The First World War profoundly affected every community in Canada. In Regina, the politics of national identity, the rural myth, and the social gospel all lent a distinctive flavour to the city’s experience of the Great War. For many Reginans, the fight against German militarism merged with the struggle against social evils and the “Big Interests,” adding new momentum to the forces of social reform, including the fights for prohibition and women’s suffrage. James M. Pitsula traces these social movements against the background of the lives of Regina men who fought overseas in battles such as Passchendaele and Vimy Ridge. Skillfully combining vivid detail with the larger social context, For All We Have and Are provides a nuanced picture of how one Canadian community rebuilt both its realities and myths in response to the cataclysm of the “war to end all wars.”

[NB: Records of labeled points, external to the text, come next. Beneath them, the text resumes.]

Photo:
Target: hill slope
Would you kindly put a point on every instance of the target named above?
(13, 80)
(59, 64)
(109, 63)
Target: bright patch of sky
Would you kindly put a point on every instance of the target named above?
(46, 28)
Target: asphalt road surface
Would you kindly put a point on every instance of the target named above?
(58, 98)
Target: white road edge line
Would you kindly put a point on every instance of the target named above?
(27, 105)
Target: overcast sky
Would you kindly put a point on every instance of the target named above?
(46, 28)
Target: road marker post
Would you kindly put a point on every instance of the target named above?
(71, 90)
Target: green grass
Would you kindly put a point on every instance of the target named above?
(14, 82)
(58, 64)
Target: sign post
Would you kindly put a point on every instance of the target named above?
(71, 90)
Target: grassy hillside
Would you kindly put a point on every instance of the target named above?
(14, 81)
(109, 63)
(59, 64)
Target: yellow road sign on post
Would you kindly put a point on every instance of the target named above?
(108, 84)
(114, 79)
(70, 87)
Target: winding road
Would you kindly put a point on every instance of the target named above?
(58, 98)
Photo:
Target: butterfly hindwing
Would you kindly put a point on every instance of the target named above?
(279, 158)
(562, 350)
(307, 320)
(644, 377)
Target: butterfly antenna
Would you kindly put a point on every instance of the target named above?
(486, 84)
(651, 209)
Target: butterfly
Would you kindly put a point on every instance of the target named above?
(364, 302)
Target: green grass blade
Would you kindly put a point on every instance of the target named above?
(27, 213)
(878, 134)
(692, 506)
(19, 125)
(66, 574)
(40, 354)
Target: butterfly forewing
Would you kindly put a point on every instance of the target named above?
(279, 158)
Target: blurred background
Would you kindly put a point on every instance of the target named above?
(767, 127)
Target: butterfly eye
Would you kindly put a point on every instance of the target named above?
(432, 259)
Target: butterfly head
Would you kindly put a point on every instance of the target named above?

"Between the battlefield and the home front, Regina contributed policies, produce, and people to Canada’s war effort. The city was affected by many of the same issues that faced the rest of the nation: loyalty of immigrants, maximizing production, conscription, and social reform movements. Though unique in many ways, Pitsula demonstrates that the city was trying to adhere to emerging Canadian ideals and values. For this reason, For All We Have and Are is not only an in-depth study of Regina and Saskatchewan in the First World War, but an accurate look at the Canadian war experience.”

Canadian Military History, Autumn 2009

“[This] book should be welcomed, for it provides a wealth of information about the ways the war affected ethnic and class relations, gender identity, Canadian citizenship, social movements, and politics. For All We Have And Are contextualizes these issues in a regional centre and provincial capital convinced its success depended on a wheat economy sucked dry by the ‘Big Interests’ in Ottawa, Toronto, and Montreal. The Anglo-Canadian majority in the city of 30,000 were also convinced of the superiority of the ‘British civilization’ to which they belonged. Pitsula’s exploration of the way the war emboldened this ethno-cultural bias and its consequences for the large proportion of non-British immigrants in the city (many of whom lived in Regina’s ‘Germantown’) and province is one of the book’s major strength’s.”

Nathan Smith, University of Toronto Quarterly, Winter 2010


Regina Municipal Heritage Award (Education) (2010)

About the Author

James M. Pitsula is a professor of Canadian history at the University of Regina. He is the author of five books in political and social history.